Parameter	fMat (kg J−1)	Em,min (J/kg)	α	R2
Repeated compression	9.7449 × 10−5	19.1904	0.8833	0.9485
Repeated impacts	0.0020	5.0086	1.7334	0.9733

. It can be seen from the figure that the pulverization rate increases with the increase of energy. Under the same energy, the higher the loading force or air pressure, the higher the pulverization rate. Table 2 shows that the R² values are greater than 0.94, and the data is well fitted by this model. The results indicate that the model is applicable not only for evaluating feed pellets subjected to repeated impacts but also for assessing the feed particle bed under repeated compression.

It is observed that the E_m,min value in repeated compression is higher than that in repeated impacts, indicating that a greater minimum energy is required for particle breakage under repeated compression compared to repeated impacts. The energy distribution of the single stressing event is shown in Figure 16. It can be seen that the energy required for reaching 100% breakage probability in impact is higher than that in compression. However, the parameter E_m,min of repeated compression is 19.1904 J/kg in Table 2, which is higher than 5.0086 J/kg. The difference in energy requirements might be explained by the different breakage mechanisms.
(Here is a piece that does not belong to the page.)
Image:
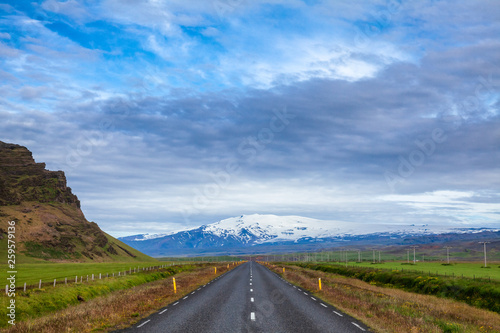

Feed pellets are composed of multiple ingredients, and the scanning electron microscope (SEM) of feed pellets shows the voids and cracks in their internal structure [14]. Under quasi-static loading (compression), feed pellets will experience inelastic and elastic behaviors in the early stages until the yield occurs before breakage. The force–displacement curves show that the loading displacement gradually decreases (especially in fewer loading cycles) and tends to be stable with the increase of loading cycles. Therefore, the breakage of the feed particle bed under successive compression is limited. This phenomenon is consistent with that in Al₂O₃ granules [46]. Under dynamic loading (impact), feed pellets will fracture at the weaker part, which shows a decrease in the size of the feed pellets. Different breakage mechanisms lead to greater deformation of the feed pellet during compression, so dynamic loading leads to a greater degree of breakage under the same loading energy.

4. Conclusions

In this study, we compared the breakage characteristics of feed pellets under repeated compression and impact, and the relationship between breakage degree and energy was quantitatively characterized. The research method used in this study could provide support for the investigation of breakage characteristics of agricultural granular materials, and the established model between the pulverization rate and energy can provide a quality assessment of particles under different loading conditions. The main conclusions are as follows:

(1)

The breakage degree of feed particle beds decreases from top to bottom, and the crack density is positively correlated to the loading force. Unlike repeated compression tests, the feed pellets under repeated impacts will break continuously, and the size is negatively correlated to air pressure.

(2)

The PSDs under different loading methods can be fitted well with the Weibull function, and the R² values are greater than 0.96. The variation in parameters k and λ shows a steady breakage degree and a growing breakage degree in repeated compression and impact tests.

(3)

The energy and the pulverization rate of feed pellets increase with the increase of loading cycles under different loading methods, and the larger the loading force and air pressure, the higher the energy and pulverization rate. Due to the filling of pores in the feed particle bed, a slow growth stage occurs in the pulverization rate curve in repeated compression tests. In repeated impact tests, the pulverization rate curves have a linear relationship with the loading cycles, which is due to different loading methods.

(4)

The model of Vogel and Peukert can be used to describe the relationship between energy and the pulverization rate under repeated compression and repeated impacts, and the R² values are greater than 0.94. Unlike the single stressing event, the minimum energy required for particle breakage in compression tests was 19.1904 J/kg, which is higher than 5.0086 J/kg in impact tests. The main reason is the compaction of feed pellets in the feed particle bed.